BHP Billiton
Spence copper mine Chile
LSE-listed BHP Billiton has approved a capital expenditure of US$2.46 billion for the Spence Growth Option (SGO) at the Spence open-cut copper mine in Chile.

BHP Billiton expects this will extend the mine life by more than 50 years.

BHP Billiton CEO, Andrew Mackenzie, says the SGO project supports BHP Billiton’s strategy to deliver near-term, valuable copper production.

In the first 10 years of operation, incremental production from SGO will be approximately 185 ktpa of payable copper in concentrate and 4 ktpa of payable molybdenum, with first production expected in the 2021 financial year.

The current copper cathode stream will continue until the 2025 financial year.

The project will convert 1.3 Bt of measured and indicated mineral resources to hypogene sulphide ore reserves.

SGO was rigorously evaluated using BHP Billiton’s capital allocation framework and, at mid-case consensus prices, has an expected internal rate of return of 16% and an expected payback period of 4.5 years from first production.

“Execution of the SGO will create long-term value for shareholders in one of our preferred commodities,” states Mackenzie.

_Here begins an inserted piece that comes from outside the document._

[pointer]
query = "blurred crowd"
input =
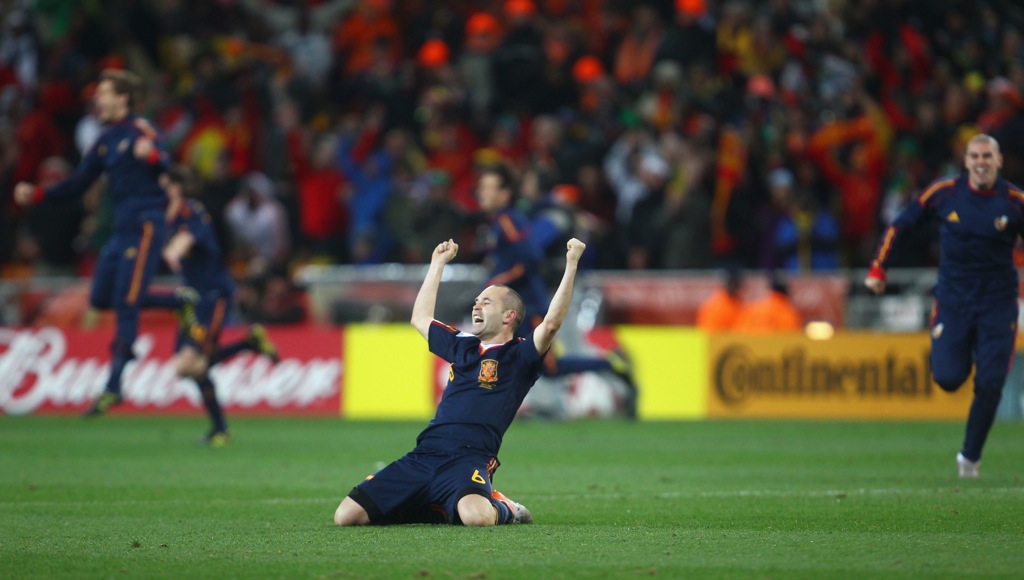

The project significantly extends the life of our Spence operation and unlocks the potential of the large, quality resource.”

“SGO has been extensively studied and we have made significant improvements to project cost and design so that it is able to compete in our portfolio of attractive development options.”

The SGO project will draw on experience developed in the construction of the Organic Growth Project 1 concentrator and desalination plant at Escondida in Chile, and create up to 5 000 jobs during the construction phase.

The project includes the design, engineering and construction of a conventional large-scale sulphide concentrator for both copper and molybdenum with a 95 ktpd nominal ore throughput capacity.

In addition, SGO will require a new 1 000 litre per second desalination plant located at Mejillones Bay and a 154 km water pipeline from the plant to the mine site.

These will be built and operated by a third party under a build, own, operate and transfer contract, which has been separately awarded, with nominal, undiscounted value of lease payment obligations over the 20 year contract term totalling $1.43 billion.